We believe the first two directions have been followed in a satisfactory manner. The focus on personal information management has not been kept for various organizational reasons, however, but the third axis of the project is reoriented to more general aspects of Web data management.

New permanent arrivals in the group since its creation have impacted its research directions in the following manner:

  • Camille Bourgaux and Michaël Thomazo are both specialists of knowledge representation and formal aspects of knowledge bases, which is an expertise that did not exist in the group. They are also both interested in, and have started working on aspects related to connecting their research with database theory, and investigating aspects of uncertainty and incompleteness in their research. This will lead to more work on knowledge representation and symbolic AI aspects, while keeping the focus of Valda on foundations of data management and uncertainty.
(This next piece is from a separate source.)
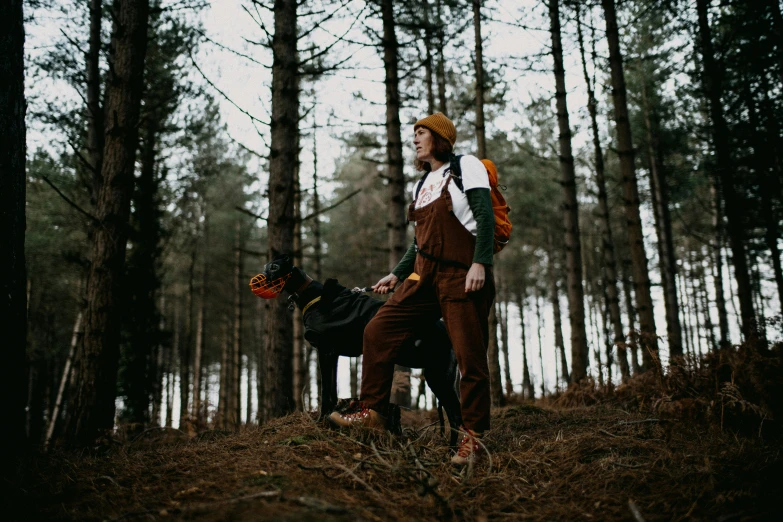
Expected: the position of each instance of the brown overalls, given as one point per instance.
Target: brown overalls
(439, 292)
  • Olivier Cappé is a specialist in statistics and machine learning, in particular multi-armed bandits and reinforcement learning. He is also interested in applications of these learning techniques to data management problems. His arrival in the group therefore complements the expertise of other researchers, and will lead to more work on machine learning issues.

  • Leonid Libkin is a specialist of database theory, of incomplete data management, and has a line of current research on graph data management. His profile fits very well with the original orientation of the Valda project.

We intend to keep producing leading research on the foundations of data management. Generally speaking, the goal is to investigate the borders of feasibility of various tasks. For instance, what are the assumptions on data that allow for computable problems? When is it not possible at all? When can we hope for efficient query answering, when is it hopeless? This is a problem of theoretical nature which is necessary for understanding the limit of the methods and driving research towards the scenarios where positive results may be obtainable. Only when we have understood the limitation of different methods and have many examples where this is possible, we can hope to design a solid foundation that allowing for a good trade-off between what can be done (needs from the users) and what can be achieved (limitation from the system).

Similarly, we will continue our work, both foundational and practical, on various aspects of provenance and uncertainty management. One overall long-term goal is to reach a full understanding of the interactions between query evaluation or other broader data management tasks and uncertain and annotated data models. We would in particular want to go towards a full classification of tractable (typically polynomial-time) and intractable (typically NP-hard for decision problems, or #P-hard for probability evaluation) tasks, extending and connecting the query-based dichotomy [51] on probabilistic query evaluation with the instance-based one of [39], [40]. Another long-term goal is to consider more dynamic scenarios than what has been considered so far in the uncertain data management literature: when following a workflow, or when interacting with intensional data sources, how to properly represent and update uncertainty annotations that are associated with data. This is critical for many complex data management scenarios where one has to maintain a probabilistic current knowledge of the world, while obtaining new knowledge by posing queries and accessing data sources. Such intensional tasks requires minimizing jointly data uncertainty and cost to data access.

As application area, in addition to the historical focus on personal information management which is now less stressed, we target Web data (Web pages, the semantic Web, social networks, the deep Web, crowdsourcing platforms, etc.).

We aim at keeping a delicate balance between theoretical, foundational research, and systems research, including development and implementation. This is a difficult balance to find, especially since most Valda researchers have a tendency to favor theoretical work, but we believe it is also one of the strengths of the team.